I imagined the exhibit to be like browsing through the Architecture Travel forum in pushpullbar where you learn about architecture/buildings textbook-wise and, at the same time, get the feel of it from the point of view of the poster. The pushpullbar forum requires all posters to provide background about the building/architecture featured so readers won't be lost as to what is being featured in the post. Some posters would quote a page off wikipedia (properly acknowledged of course) but because people from this site are so good, they would, more often than not, add a trivia or two, a stock knowledge here and there and the background information becomes a very interesting read. Posters are also required to provide other details such as the address, opening hours, contact details, a KMZ file of the building (and if the poster isn't able to do so, pushpullbar has its own "specialist" to do that, how convenient!). The most interesting chapters in the posts are the photos. They don't even need to be Architectural Digest material type of photos. Posters here make it a point that the photo documentation would be close, if not equivalent, to their own personal experience while visiting the building. Alongside the photos which the poster took, s/he would oftentimes discuss his/her own impression of the architecture and compare what the books said and what his own senses now tell him, standing in front of this...thing. Reading through the posts is like being inside a gallery.

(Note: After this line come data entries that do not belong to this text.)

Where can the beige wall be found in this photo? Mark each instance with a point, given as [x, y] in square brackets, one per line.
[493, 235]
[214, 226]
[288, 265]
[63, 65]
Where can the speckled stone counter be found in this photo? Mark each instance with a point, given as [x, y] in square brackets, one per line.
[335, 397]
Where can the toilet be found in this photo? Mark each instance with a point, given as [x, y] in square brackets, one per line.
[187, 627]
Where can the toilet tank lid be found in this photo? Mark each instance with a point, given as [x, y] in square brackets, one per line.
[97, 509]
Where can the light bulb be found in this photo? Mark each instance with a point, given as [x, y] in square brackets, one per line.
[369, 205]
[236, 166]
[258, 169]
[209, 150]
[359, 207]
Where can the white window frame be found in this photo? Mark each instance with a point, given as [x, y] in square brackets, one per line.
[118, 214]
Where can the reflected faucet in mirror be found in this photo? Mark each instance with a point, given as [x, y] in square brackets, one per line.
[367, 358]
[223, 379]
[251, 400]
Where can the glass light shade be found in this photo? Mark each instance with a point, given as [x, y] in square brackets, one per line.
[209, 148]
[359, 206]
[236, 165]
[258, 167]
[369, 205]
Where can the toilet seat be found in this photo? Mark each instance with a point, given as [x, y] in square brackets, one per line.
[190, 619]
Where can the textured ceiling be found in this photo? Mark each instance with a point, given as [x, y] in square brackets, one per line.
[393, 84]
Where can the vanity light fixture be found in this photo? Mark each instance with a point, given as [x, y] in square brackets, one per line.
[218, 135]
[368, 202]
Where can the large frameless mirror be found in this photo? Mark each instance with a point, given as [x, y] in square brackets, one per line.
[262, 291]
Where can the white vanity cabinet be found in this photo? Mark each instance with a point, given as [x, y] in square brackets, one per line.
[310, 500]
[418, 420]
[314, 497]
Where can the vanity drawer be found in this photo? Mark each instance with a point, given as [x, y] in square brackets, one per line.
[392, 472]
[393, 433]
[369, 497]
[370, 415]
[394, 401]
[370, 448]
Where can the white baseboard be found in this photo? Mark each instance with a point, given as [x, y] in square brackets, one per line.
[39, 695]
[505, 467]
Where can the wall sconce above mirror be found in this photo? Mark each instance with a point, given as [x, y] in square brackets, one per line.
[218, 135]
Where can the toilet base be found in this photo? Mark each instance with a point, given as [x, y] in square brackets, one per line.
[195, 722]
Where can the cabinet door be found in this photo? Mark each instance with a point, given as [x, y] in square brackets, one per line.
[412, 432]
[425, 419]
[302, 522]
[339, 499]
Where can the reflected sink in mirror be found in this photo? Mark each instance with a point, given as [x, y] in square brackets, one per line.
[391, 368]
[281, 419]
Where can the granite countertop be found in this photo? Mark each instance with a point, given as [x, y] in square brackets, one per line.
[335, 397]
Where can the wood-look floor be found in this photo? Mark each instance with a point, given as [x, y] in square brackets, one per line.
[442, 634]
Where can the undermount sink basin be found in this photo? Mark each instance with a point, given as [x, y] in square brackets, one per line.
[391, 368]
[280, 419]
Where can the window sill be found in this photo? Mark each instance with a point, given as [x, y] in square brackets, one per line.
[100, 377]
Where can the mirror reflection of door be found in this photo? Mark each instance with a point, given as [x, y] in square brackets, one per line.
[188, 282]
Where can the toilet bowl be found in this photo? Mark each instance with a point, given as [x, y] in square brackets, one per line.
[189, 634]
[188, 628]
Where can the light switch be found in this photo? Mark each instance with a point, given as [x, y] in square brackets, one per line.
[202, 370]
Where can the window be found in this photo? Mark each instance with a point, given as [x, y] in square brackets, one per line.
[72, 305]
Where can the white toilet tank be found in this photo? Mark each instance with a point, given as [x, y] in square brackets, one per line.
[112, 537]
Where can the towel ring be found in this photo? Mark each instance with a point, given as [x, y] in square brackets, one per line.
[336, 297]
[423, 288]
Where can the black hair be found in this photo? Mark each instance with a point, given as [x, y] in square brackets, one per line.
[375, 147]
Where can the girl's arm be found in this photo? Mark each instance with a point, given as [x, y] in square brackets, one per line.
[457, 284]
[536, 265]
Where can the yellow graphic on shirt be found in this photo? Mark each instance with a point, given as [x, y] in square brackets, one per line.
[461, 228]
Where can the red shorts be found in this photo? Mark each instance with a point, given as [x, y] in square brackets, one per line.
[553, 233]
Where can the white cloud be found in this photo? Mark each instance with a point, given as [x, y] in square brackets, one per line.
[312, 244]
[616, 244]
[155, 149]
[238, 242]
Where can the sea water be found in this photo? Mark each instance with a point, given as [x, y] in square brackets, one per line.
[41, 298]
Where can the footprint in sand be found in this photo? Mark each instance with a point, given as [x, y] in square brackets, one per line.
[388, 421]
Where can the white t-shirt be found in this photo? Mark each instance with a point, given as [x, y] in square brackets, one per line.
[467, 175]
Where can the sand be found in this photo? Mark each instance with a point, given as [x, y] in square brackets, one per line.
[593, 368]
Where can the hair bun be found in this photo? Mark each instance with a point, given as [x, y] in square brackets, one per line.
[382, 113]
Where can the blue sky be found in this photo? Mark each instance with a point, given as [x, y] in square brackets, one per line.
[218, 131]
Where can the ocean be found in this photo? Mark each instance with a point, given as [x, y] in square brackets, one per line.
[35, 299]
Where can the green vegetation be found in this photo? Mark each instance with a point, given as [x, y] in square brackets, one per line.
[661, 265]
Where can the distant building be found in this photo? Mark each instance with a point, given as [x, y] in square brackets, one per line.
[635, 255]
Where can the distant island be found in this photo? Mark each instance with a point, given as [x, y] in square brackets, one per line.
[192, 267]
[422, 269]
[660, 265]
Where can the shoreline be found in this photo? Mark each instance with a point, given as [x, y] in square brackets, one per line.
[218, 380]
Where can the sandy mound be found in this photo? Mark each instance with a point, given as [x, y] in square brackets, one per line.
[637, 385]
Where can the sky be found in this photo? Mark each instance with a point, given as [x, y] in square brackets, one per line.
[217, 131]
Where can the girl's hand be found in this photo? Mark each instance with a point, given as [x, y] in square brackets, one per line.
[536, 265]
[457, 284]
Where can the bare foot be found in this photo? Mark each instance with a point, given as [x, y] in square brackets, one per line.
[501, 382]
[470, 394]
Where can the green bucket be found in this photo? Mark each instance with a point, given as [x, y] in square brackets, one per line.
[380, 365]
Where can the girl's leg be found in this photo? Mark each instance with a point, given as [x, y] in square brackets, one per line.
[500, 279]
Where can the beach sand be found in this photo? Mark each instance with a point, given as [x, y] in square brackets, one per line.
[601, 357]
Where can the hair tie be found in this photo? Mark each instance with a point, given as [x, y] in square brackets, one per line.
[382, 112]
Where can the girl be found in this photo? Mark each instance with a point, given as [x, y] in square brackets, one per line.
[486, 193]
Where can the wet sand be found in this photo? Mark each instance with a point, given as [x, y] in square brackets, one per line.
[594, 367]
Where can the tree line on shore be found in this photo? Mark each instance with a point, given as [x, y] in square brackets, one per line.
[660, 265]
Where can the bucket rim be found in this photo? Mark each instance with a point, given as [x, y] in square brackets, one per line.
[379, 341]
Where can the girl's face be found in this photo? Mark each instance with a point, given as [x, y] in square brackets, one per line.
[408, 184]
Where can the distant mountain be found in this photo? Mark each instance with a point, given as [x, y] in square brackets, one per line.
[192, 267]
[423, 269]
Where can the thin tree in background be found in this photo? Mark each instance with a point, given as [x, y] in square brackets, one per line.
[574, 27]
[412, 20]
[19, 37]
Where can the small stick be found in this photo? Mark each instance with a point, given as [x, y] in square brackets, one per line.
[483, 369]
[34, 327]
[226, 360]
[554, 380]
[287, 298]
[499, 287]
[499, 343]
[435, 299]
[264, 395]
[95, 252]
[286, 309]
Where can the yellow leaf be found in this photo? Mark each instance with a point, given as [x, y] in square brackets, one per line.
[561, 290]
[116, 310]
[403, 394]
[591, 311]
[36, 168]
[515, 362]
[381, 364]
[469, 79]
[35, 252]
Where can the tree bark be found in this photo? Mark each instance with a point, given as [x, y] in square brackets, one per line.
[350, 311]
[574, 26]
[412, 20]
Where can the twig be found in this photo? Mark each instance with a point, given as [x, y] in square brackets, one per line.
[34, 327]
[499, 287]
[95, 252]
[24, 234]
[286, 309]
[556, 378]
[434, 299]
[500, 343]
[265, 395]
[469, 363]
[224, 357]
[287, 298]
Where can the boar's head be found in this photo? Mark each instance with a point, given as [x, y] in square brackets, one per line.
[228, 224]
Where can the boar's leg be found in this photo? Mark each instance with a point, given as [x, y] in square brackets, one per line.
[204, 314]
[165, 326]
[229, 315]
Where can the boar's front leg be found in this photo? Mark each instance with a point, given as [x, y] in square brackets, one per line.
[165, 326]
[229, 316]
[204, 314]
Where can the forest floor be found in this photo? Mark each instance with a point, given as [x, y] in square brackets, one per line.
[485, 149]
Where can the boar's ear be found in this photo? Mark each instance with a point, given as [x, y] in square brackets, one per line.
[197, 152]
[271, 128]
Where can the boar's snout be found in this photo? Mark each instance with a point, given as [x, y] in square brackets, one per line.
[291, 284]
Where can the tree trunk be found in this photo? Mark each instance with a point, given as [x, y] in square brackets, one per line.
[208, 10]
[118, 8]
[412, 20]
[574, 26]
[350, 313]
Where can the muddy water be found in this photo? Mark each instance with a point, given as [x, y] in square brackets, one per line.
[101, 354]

I'm not saying that this should be done by everyone who wants to document a building but believe me, reading about architects being chased by bouncer type security is enough to debunk the black-turtle-neck-le-corbusier-glasses-wearing-scholarly-looking myth on architects. And these things, these pieces of trivia (but not trivial information), these field notes, made the building more "human" to me, a non-architect. And I suppose this is what the exhibit wanted to do, also. Only that it failed.

What made it fail, really? Well, let us see.

First is that we didn't get to see architecture travel type of posts. But I should be entirely blamed for that – for the very high expectations. What we found were blown-up pages from what seemed to be an annual report/national artists brochure: black and white posters with low-res photographs of an angle/corner of the building, watermarked with things I can't recall.

Second, some printed posters were described using the same captions. Yes, poster #1 or Featured Architect A had the same caption as the three other succeeding posters and this to me made it a total FAIL. Imagine a Davies brochure given out during product presentation. That's how the whole thing looked to me.

I am disappointed by the exhibit. I don't think the exhibit was inspiring enough to make architecture enthusiasts want to grab a book and read about the architects featured in the exhibit. Most of them would probably forget about it the moment they step out of the museum and I don't think that is a good sign. After all, they have had their pictures taken beside those posters, in the very small museum gallery that for a good minute or so suddenly turned into one humid photo studio.

I cringed.

It doesn't really make me wonder now why so many people think the houses in Savannah are good architecture. But you architects should. You should.